The new sanctions announced by the U.S., Britain and Canada yesterday are all welcome; all will genuinely increase the pressure on Iran. But they fall well short of what Sarkozy proposed: for “the United States, Japan and Canada and other willing countries to take the decision to immediately freeze the assets of the Iranian Central Bank [and] stop purchases of Iranian oil.”
The U.S., for instance, declared Iran as “a jurisdiction of ‘primary money laundering concern’ under section 311 of the USA Patriot Act,” which will make it harder for Western financial institutions to do business with Iran. But it did not move directly against Iran’s Central Bank, which is what would really be necessary to shut down Iran’s financial lifeline. Britain ordered its financial institutions to stop doing business with Iran, but has reportedly decided against targeting Iran’s oil trade.

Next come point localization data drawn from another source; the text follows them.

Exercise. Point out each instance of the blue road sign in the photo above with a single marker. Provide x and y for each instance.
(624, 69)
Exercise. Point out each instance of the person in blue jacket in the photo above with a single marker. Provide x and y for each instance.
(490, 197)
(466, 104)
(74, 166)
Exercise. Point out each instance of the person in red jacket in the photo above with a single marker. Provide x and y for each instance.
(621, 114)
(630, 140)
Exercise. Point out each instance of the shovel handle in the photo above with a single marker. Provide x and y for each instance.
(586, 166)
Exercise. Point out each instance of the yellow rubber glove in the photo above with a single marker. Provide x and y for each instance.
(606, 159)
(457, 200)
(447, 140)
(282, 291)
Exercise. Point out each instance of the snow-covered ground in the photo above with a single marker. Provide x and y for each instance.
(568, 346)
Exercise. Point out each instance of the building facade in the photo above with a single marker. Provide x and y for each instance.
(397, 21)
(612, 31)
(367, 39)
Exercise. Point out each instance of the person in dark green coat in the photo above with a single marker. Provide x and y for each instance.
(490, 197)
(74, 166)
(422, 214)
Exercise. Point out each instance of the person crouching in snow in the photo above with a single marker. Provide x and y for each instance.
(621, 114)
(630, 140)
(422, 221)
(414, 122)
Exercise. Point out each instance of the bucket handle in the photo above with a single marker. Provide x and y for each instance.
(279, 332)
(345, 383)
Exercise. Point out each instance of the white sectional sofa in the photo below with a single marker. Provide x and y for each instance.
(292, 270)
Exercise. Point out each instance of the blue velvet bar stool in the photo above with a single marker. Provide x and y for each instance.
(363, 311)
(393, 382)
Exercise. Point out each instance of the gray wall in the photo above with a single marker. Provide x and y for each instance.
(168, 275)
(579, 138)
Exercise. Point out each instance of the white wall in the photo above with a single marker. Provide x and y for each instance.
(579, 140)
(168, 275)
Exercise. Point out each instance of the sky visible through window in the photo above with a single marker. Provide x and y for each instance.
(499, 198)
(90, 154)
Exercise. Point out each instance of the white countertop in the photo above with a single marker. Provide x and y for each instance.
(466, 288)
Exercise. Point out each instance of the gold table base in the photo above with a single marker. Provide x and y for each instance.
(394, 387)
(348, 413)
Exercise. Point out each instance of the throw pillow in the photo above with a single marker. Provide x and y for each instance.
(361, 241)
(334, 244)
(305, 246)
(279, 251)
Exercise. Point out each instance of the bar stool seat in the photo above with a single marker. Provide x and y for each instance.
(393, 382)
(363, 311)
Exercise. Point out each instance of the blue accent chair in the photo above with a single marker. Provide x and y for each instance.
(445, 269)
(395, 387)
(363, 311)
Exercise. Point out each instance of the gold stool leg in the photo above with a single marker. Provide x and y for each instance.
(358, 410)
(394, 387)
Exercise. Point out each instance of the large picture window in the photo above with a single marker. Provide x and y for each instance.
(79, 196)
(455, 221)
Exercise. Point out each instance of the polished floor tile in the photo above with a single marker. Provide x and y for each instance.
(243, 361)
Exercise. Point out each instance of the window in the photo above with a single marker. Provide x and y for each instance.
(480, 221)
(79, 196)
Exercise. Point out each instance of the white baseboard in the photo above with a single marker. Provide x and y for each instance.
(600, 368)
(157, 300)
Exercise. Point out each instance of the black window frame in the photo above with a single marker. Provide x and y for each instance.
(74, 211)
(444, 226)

It could be that most Western countries genuinely consider a nuclear Iran preferable to the financial pain crippling sanctions would impose on them: Targeting Iran’s oil trade, for instance, would almost certainly raise the price of oil. But the consequences of an Israeli military strike could easily prove just as bad, and might well be worse, given that Iran has repeatedly threatened to retaliate not just against Israel, but also against the U.S. and other Western countries. And because most Israelis believe a nuclear Iran poses an existential threat to Israel, Israel isn’t likely to deem a nuclear Iran preferable to the financial and military consequences of a strike.
Thus, if world leaders really believe what they say about the negative consequences of Israeli military action, crippling sanctions, however financially painful, are the lesser of two evils. Sarkozy appears to have grasped that. The question now is whether anyone else will follow suit.